Violette adorait ce petit volatile aux multiples plumes colorées capable de voler dans toutes les directions. Elle avait appris que les colibris étaient porteurs de messages profonds. Leur faculté à pratiquer le vol stationnaire signifiait que nous pouvions avancer tout en regardant vers le passé. Certaines civilisations croyaient même en leur capacité de guérison, d'autres en leur pouvoir de résurrection.
- Il me faisait indubitablement penser à toi. Je me suis mis à tailler une pièce de bois. J'ai passé des soirées à sculpter ses rémiges, m'attardant sur chaque nervure. Je le voyais minuscule et fluet dans mes mains et revoyais Noé, si petit et fragile dans tes bras. Et plus je sculptais, plus je regrettais le choix que j'avais fait de me séparer de toi.
Une larme s'échappa des paupières fermées de Violette. Noé, son tout-petit, endormi à tout jamais contre son cœur meurtri.

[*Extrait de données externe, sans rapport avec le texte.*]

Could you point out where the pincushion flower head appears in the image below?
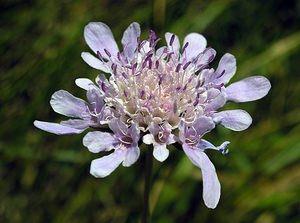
[34,22,271,208]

- J'ai enfoui chaque jour ce pendentif au fond de ma poche priant pour qu'un jour il me donne la force de regarder derrière moi. C'est tout ce que je te souhaite Violette, d'avancer, en étant en paix avec notre passé.
**
Allongée dans son lit, Violette caressait le colibri qui reposait au creux de son cou. Les mots d'Antoine si forts et si touchants avaient glissé sur son cœur, s'infiltrant dans ses cicatrices pour les nacrer de douceur. Il était et resterait à jamais son grand amour. Celui qui se pare de toutes les couleurs, comme le bleu du ciel, qui nait dans l'aube rosée, passe par de multiples nuances avant de s'éteindre dans le voile sombre du crépuscule.